Pass functor to constructor

Question

I have a class that basically needs to store a functor given in the constructor, similar to this:

template <class T>
class Foo {
   private:
     T func;
   public:
     Foo(T f) : func(f) { }
}

However, to create a new instance of the Foo class, the I can't seem to do this:

Foo foo(std::less<int>());

because T is a class template parameter. I have to use this clunky syntax instead:

Foo<std::less<int>> foo(std::less<int>());

Is there a better way to do this, without writing the type of the functor twice?

Answer 1

Foo is not a class, it is a class template. You have to instantiate it with a template argument in order to create a type.

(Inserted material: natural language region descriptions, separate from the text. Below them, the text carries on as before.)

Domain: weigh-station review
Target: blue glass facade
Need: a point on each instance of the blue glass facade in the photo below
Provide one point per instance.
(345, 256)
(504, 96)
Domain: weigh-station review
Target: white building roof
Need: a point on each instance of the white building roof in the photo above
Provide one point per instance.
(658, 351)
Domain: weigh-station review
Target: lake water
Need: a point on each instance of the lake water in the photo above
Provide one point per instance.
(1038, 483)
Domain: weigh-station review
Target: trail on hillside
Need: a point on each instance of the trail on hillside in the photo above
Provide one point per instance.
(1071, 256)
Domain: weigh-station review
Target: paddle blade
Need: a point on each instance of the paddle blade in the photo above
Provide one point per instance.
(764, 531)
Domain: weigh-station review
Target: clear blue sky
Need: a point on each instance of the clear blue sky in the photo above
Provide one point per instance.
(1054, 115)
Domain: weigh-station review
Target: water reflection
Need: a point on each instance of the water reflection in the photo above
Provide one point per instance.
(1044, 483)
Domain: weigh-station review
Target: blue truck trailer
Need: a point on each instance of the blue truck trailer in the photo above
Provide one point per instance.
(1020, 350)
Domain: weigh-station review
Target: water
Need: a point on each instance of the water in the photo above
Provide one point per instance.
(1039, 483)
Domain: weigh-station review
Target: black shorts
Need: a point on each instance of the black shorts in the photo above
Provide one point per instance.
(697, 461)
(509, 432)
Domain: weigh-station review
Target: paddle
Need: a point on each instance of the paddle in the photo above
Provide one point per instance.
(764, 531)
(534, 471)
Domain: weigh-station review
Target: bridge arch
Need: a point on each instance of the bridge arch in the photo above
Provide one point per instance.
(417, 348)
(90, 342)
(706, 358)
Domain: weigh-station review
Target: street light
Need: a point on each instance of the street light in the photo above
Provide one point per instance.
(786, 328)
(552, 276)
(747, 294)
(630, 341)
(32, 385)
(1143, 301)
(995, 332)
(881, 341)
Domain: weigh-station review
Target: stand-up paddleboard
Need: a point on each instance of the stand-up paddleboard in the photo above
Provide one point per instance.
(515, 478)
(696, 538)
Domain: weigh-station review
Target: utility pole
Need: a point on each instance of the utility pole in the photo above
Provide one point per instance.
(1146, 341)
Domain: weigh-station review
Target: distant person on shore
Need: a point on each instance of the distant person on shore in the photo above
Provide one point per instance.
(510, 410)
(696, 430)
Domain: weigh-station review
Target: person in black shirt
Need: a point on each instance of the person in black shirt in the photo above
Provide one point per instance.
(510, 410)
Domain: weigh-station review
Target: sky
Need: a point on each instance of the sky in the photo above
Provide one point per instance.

Concerning your example, you could add a default constructor for functors that are default constructible, like std::less et al.

template <class T>
class Foo {
   private:
     T func;
   public:
     Foo() = default; // C++03 would require Foo() {}
     Foo(T f) : func(f) { }
};

then

Foo<std::less<int>> foo;

Alternatively, you can provide a function template that takes a functor and returns a Foo<F> object.

Answer 2

You could use a function to deduce the functor type and return the correct Foo flavor:

template <typename T>
Foo<T> make_foo(T t) { return Foo<T>(t); }

but this solution basically needs auto from C++11 to store the return value:

auto f = make_foo(std::less<int>());